Le Canada dans le monde : un fiasco d’une ampleur sans précédent

Depuis des mois et des mois, Ottawa est pleine d’une rumeur urbaine stressée et angoissante. Le Canada dans à peu près tous les forums et lieux où se dessinent les grands enjeux est devenue une mauvaise blague. Sa seule utilité relative est d’être le supplétif, au premier degré, des États-Unis. Cela vient d’éclater encore une fois par des « révélations » sur l’espionnage des pays membres du G20 à Toronto à l’été 2010. Des petits crétins canado-américains ont raccordé des fils comme dans un mauvais film de James Bond pour savoir ce que se disaient entre eux les Russes et les Brésiliens, voire les Allemands et les Français ! Comme si cet espionnage de pacotille allait faire la différence dans des discussions de ce type.
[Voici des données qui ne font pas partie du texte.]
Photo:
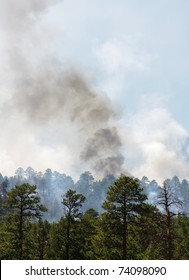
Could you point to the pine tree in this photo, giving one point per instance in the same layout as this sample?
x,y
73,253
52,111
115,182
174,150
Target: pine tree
x,y
124,201
24,206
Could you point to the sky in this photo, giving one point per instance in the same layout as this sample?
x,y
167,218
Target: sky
x,y
95,85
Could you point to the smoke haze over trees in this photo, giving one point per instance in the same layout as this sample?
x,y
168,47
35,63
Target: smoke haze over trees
x,y
88,219
51,185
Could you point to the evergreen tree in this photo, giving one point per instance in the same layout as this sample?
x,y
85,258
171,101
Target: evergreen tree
x,y
169,204
124,202
72,203
24,206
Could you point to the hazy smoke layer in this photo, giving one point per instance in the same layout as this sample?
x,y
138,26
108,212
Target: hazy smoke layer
x,y
51,114
53,102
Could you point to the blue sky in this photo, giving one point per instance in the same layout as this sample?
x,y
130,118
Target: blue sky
x,y
135,48
135,52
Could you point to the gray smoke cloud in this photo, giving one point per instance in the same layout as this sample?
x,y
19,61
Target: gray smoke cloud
x,y
53,104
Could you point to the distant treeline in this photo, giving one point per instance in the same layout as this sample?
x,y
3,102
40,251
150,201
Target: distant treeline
x,y
124,225
52,185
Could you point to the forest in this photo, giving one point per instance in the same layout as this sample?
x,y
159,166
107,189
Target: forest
x,y
50,216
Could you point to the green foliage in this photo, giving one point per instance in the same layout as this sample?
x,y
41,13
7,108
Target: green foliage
x,y
124,202
128,227
23,206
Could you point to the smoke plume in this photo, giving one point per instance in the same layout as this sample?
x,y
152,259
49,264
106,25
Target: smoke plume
x,y
51,105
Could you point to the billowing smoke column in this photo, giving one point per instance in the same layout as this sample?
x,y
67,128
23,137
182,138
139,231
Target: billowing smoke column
x,y
49,96
66,96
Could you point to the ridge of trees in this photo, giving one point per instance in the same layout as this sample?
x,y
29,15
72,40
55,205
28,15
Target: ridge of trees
x,y
128,225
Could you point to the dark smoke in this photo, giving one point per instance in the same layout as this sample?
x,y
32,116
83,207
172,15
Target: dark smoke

Entre-temps, l’Empire américain et son larbin tombent dans un trou sans fond en perdant influence, légitimité et capacités d’interventions, au-delà de tirer des missiles sur des pauvres gens. La Chine et la Russie, pour ne mentionner que ceux-là, se tordent de rire en voyant la mascarade …

Il y a donc un consensus très large à l’effet que les politiques d’Harper et d’Obama nuisent beaucoup, et pas seulement dans l’« arc des crises » où prolifèrent guerres et conflits, mais partout ailleurs où le capitalisme se réorganise autour des pays « émergents » et dans un enchevêtrement complexe de forces et de fractures entre le « Sud » et le « Nord », entre le G7 et le G20, entre les « émergents », entre les G7. Certes, il reste aux États-Unis une énorme capacité de nuisance, grâce à sa suprématie militaire, mais chaque jour, celle-ci est érodée, comme on vient de le voir encore une fois en Mer dite de Chine où Washington constate les avancées inexorables de son grand adversaire.
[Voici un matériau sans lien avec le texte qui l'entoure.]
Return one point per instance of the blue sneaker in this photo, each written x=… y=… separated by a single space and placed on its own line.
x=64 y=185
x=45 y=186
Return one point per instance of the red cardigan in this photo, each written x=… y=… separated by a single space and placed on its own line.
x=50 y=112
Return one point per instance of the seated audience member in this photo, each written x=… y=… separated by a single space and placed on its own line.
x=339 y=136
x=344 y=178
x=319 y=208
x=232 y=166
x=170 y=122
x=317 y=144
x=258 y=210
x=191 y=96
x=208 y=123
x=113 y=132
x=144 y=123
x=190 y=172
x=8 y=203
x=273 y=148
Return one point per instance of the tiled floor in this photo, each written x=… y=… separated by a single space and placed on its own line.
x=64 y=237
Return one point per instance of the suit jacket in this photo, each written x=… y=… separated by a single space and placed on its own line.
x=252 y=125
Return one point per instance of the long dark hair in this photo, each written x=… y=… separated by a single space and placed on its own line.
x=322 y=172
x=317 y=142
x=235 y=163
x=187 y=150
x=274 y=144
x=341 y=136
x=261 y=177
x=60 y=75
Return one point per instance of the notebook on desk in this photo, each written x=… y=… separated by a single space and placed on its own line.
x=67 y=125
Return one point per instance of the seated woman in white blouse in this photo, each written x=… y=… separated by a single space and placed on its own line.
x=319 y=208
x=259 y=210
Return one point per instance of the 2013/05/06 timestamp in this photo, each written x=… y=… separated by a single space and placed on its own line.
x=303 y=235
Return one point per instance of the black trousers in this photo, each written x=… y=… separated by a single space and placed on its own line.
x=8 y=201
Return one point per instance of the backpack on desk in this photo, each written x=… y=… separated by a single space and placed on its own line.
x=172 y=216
Pour le Canada, tout cela n’a pas une grande retombée immédiate, sinon que sur le plan symbolique. L’économie est pratiquement intégrée à celle des États-Unis, avec les conséquences que l’on connaît. Le secteur industriel est en très grande partie un « maillon de la chaîne », donc objectivement dépendant. À une autre échelle, le Canada est un gros tas de minerais et de produits agricoles primaires qu’on achète au meilleur prix possible, ce qui génère des revenus substantiels, un peu comme dans les vulgaires pétromonarchies. Si le Canada n’était pas un « scandale géologique », il serait réellement coincé.

Tout cela n’est pas nouveau, mais ça s’est aggravé depuis le grand retournement des années 1980 amorcé par Brian Mulroney (Accord de libre-échange de l’Amérique du Nord) et accéléré sous les Libéraux à l’époque de Jean Chrétien et de Paul Martin. Ceux-ci, on s’en souvient, ont menti dans la face de la population en affirmant, avant leur élection de 1993, qu’ils allaient rectifier le tir et revenir à une approche « pro-canadienne ». C’est la marque de commerce du Parti Libéral de pratiquer la politique des conservateurs en disant le contraire. Avec le surgissement de Justin-le-beau-gars, on revient à cette formule qui a été tant efficace pendant si longtemps. Sur le fond, les élites de Toronto (qui sont les vrais « kingpins » du PLC) ne veulent rien savoir d’une distanciation même relative avec les États-Unis, car elles se contentent de vendre les ressources et de gérer les flux financiers au profit du 1 %. On relookera tout cela en parlant de « compassion » et de « valeurs canadiennes ». Cela n’ira pas loin et une fois élu, Justin se fera dire par les « émergents » et les autres que le Canada ne fait plus partie de l’équation pour essayer de définir une autre architecture face au dispositif institutionnel actuel qui tombe en morceaux (ONU, FMI, Banque mondiale, G8, G20, etc.).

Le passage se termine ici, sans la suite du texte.